Los resultados deberán ser competencia de la sociedad y las autoridades, los patronos, los mecenas y otros involucrados en los museos, apunta De la Torre, “con el propósito de concientizarlos sobre las varias consecuencias que han tenido los recortes y las políticas de austeridad, desde luego el confinamiento y el distanciamiento social, la falta de taquilla, la disminución de autogenerados y la dificultad para obtener patrocinios; los retos para integrarse a una nueva normalidad y la transformación de las audiencias”.

Asimismo apunta que se pretende averiguar qué presupuestos se han recortado y en qué partidas específicas, cómo ha afectado el incumplimiento de compromisos con las exposiciones y los proveedores; si los museos han tenido problemas para el pago de impuestos, cuáles son las afectaciones en la economía indirecta por la pérdida de turismo y, subraya: “si los sistemas de seguridad y conservación fueron los adecuados para preservar las colecciones durante el cierre y la ausencia de personal”.

El estudio inició su fase de consulta el 15 de marzo pasado y prevé su conclusión el 25 de abril. Se aplica a 886 museos e instituciones en México y a 225 recintos en Centroamérica y el Caribe. Los resultados serán interpretados por la plataforma de gestión Aura Cultura y el documento integrado se dará de conocer en la segunda mitad de mayo.

“Un pequeño islote mexicano”

La gestora cultural e historiadora del arte reconoce que desde la administración pública federal, en particular desde la Secretaría de Cultura, ha habido “algunos intentos” para remediar el estado de los trabajadores en la cultura, “pero ya ahorita no se necesita salir de terapia intensiva, deberá remediarse con cirugía mayor, como darles acceso a la seguridad social, por ejemplo”.

También debe haber énfasis presupuestario en la vía tecnológica y programática de los museos, precisa; “también (para la proyección) internacional, porque nos estamos convirtiendo en un pequeño islote mexicano sin capacidad de vincularnos con el exterior”, advierte De la Torre.

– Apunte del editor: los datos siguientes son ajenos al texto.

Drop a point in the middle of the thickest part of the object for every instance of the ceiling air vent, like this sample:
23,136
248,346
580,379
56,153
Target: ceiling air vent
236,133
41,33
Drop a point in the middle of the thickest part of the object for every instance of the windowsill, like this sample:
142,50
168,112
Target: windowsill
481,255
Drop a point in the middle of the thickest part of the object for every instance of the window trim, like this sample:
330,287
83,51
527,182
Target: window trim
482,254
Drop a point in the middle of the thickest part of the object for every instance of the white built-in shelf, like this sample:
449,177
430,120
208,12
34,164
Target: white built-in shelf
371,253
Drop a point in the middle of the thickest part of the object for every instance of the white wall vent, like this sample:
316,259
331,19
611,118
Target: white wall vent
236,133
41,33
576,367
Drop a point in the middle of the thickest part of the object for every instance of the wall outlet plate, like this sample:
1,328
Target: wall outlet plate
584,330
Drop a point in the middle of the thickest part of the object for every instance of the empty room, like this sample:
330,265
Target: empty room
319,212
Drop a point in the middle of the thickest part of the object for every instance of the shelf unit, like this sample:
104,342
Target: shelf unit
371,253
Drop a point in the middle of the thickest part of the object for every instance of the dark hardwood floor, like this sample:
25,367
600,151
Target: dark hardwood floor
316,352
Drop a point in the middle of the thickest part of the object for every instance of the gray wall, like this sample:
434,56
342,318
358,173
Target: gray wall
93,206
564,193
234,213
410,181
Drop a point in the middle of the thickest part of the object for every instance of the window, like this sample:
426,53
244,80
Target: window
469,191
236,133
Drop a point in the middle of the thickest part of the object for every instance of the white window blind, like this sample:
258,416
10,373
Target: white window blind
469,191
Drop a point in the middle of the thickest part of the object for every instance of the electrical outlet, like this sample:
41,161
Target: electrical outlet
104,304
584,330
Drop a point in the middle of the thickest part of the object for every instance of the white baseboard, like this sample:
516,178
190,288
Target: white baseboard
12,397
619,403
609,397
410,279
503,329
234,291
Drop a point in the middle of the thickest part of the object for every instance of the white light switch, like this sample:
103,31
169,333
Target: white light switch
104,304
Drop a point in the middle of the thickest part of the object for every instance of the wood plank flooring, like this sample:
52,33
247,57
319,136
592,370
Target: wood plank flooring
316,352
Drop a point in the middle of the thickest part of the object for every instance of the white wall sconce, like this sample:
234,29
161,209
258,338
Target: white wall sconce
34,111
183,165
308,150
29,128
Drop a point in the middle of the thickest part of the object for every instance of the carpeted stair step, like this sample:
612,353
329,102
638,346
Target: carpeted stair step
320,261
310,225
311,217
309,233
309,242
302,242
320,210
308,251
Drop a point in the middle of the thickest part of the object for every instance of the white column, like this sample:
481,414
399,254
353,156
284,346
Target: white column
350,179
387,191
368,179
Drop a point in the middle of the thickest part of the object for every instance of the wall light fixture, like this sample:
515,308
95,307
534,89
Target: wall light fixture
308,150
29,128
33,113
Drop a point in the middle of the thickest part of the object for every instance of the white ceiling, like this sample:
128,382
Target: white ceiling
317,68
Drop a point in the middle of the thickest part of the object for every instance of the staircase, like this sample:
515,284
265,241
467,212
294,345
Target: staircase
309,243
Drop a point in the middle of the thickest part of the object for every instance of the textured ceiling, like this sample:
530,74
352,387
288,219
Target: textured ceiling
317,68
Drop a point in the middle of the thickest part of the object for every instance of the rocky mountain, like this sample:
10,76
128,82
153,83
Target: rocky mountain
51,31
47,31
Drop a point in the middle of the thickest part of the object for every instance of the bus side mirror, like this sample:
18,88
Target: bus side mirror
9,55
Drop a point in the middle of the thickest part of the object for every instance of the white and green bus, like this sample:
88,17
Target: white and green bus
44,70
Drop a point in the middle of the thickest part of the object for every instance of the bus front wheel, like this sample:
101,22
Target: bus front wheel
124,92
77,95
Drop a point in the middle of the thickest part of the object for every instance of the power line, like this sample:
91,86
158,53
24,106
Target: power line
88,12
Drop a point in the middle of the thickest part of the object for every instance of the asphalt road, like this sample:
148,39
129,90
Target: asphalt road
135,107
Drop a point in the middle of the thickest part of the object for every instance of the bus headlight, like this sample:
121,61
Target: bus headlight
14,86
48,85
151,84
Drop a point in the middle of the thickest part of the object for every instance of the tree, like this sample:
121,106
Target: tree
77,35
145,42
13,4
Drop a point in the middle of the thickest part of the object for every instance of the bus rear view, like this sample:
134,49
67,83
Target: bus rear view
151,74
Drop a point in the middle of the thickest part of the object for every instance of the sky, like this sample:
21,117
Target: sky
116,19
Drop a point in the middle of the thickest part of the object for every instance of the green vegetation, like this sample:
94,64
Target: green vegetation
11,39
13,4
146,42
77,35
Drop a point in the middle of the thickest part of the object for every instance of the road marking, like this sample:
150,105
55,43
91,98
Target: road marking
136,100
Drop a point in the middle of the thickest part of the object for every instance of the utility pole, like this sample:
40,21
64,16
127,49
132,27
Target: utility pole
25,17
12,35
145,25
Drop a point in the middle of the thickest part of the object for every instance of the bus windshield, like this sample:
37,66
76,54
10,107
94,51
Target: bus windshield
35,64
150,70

Estima que la disposición de dar aliento a la iniciativa privada en los sectores como la salud, el científico, cultural y universitario es nula. “No sé si pueda hablarse de desprecio, pero no hay aliento, hay rechazo. No se ve intención de entender el valor de instituciones como el Papalote, el Franz Mayer, el MIDE. Incluso creo (que) hay estrategias para minimizarlos por inanición”.

La inversión en el Complejo Cultural Bosque de Chapultepec, que este año dispone de 3,508 millones pesos, es decir una cuarta parte del dinero disponible en Cultura federal para 2021, en contraste con la precarización del gremio y las instituciones culturales por los efectos económicos, reitera De la Torre, “es un sinsentido, una falta de sensibilidad absoluta. Es increíble que no se escuche el clamor del sector cultural, que sean tan excluyentes, porque es una forma de exclusión no escuchar a todo un sector”, concluye.

Un trabajo interinstitucional

El Estudio de museos y espacios culturales en tiempos de pandemia se lleva a cabo en coordinación con el Instituto de Liderazgo en Museos (ILM), la Agencia Española de Cooperación Internacional para el Desarrollo (AECID), el Patronato del Museo Universitario Arte Contemporáneo (MUAC) y la agencia Siete Colores. La consulta es aplicada por Buendía & Laredo a 886 museos e instituciones mexicanas y 225 de Centroamérica y el Caribe.

El panorama global de los museos

De acuerdo con estudios realizados el año pasado por la UNESCO y el Consejo Internacional de Museos (ICOM), casi 90% de los recintos, es decir, más de 85,000 instituciones, han cerrado sus puertas durante distintos periodos de tiempo durante la crisis sanitaria. Se estima que casi 13% de los museos de todo el mundo puede que nunca vuelvan a abrir sus puertas.